Suddenly, a new voice emerged this week: New York City comptroller Brad Lander.👏
In an interview in the Responsible Investor, he said that anti-ESG voices are louder and potentially swaying the big investment firms from their public ESG commitments. He will ask questions about whether or not to pull back from those investment firms, expressing surprise at how quickly the anti-ESG movement is gaining ground.
Another voice brought some clarity to the anti-ESG backlash this week. Robert Eccles published a thoughtful piece called Some Reflections On An RSC Memo, ExxonMobil, And Tesla. He nails the three things that anti-ESG pundits get wrong:
It isn't only about the environment
Materiality, materiality, materiality
"ESG is about a company’s operations and activities. Impact is about the positive and negative externalities of a company’s products and services."
I believe it's on that third point that the most confusion exists. When you combine that with this earlier quote in the article, you can see why some investment firms might want to keep the confusion in place.
Most retail investors believe investing is a way to make positive change in the world.
This brings us to greenwashing, which is its own kind of disinformation. We're seeing more activity around the markets attempting to address greenwashing. Australia's Financial Services Council is warning fund managers about how they market sustainability funds. This was the premise behind the SFDR regulation in the EU and appears to be behind the SEC's latest draft proposal. Accurate labeling and disclosure of financial products is critical to ensure investors drive toward the outcomes they want.

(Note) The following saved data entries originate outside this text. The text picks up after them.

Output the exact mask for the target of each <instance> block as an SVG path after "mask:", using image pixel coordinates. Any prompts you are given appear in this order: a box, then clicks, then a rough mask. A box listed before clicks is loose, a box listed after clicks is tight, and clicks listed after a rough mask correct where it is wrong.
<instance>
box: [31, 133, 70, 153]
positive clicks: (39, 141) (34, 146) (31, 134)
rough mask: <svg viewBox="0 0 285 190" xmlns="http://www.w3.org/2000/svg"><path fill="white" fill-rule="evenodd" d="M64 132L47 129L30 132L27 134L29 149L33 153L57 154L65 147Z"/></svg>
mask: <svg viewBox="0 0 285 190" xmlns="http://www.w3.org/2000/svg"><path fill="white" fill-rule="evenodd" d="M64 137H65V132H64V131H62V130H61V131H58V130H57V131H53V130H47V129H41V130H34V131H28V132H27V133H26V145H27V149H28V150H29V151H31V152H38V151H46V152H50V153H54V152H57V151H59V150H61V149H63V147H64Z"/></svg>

There also have been a couple of interesting litigations emerging. The latest action is against Washington Gas, where plaintiffs assert that natural gas marketing is overshadowing the harm that methane can cause.

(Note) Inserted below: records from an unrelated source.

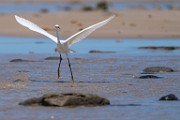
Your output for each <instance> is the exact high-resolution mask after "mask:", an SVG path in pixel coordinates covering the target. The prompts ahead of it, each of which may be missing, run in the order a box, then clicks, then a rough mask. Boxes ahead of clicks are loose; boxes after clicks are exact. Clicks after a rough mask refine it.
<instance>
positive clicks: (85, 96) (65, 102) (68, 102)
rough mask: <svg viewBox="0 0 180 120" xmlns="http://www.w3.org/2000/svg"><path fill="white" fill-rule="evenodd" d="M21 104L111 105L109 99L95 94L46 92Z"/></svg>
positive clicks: (48, 105) (101, 105)
mask: <svg viewBox="0 0 180 120" xmlns="http://www.w3.org/2000/svg"><path fill="white" fill-rule="evenodd" d="M19 104H20V105H42V106H57V107H64V106H67V107H68V106H102V105H109V104H110V102H109V100H107V99H105V98H102V97H99V96H97V95H93V94H85V95H84V94H79V93H63V94H46V95H44V96H42V97H40V98H31V99H28V100H26V101H24V102H21V103H19Z"/></svg>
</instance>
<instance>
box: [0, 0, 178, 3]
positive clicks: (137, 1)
mask: <svg viewBox="0 0 180 120" xmlns="http://www.w3.org/2000/svg"><path fill="white" fill-rule="evenodd" d="M99 1H107V2H153V3H154V2H171V3H173V2H178V1H179V0H176V1H173V0H1V1H0V2H17V3H18V2H59V3H62V2H68V3H79V2H99Z"/></svg>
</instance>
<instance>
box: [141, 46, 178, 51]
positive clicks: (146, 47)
mask: <svg viewBox="0 0 180 120" xmlns="http://www.w3.org/2000/svg"><path fill="white" fill-rule="evenodd" d="M139 49H151V50H180V47H175V46H148V47H139Z"/></svg>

This attention to greenwashing could get investment firms and companies to recognize that people are paying attention, but it can also be a double edge sword if companies don't want to share progress because they don't feel they've gone far enough and might get called out. Brian O'Kelly, CEO of Scope 3, noted that we might need a new term "Greenworking" for companies to express that they are making positive progress. I agree because stakeholders don't understand how complex this transition is.
Lastly, if you're looking for some inspiration, don't miss One Vision's interview with Nima Farshchi, Director of the Center for Social Value Creation at the University of Maryland. I need to credit him with my earlier insight above:
🗝️Sacrificing ESG integration accumulates into business risk over time!
Based on this interview, Theodora Lau made a plea that we should just slow down. In a world of never-ending economic growth and failing fast, we should refocus our efforts on the ESG and sustainability challenges we face before the world forces us to slow down. Unfortunately, none of this debate or disinformation will matter if that happens.
Tweet of the Week
This TOTW was sent to me by Barb MacLean. One of the ways to fight disinformation is to get involved by pivoting into an ESG or sustainability career.
While Erika Reinhardt lays out great advice below for sustainability and software engineering, she has a very useful insight in this thread.
Try to explore where you applying your skillset will make the biggest difference
As a Liberal Arts graduate working in technology, ESG, and sustainability, I'm a HUGE fan of that!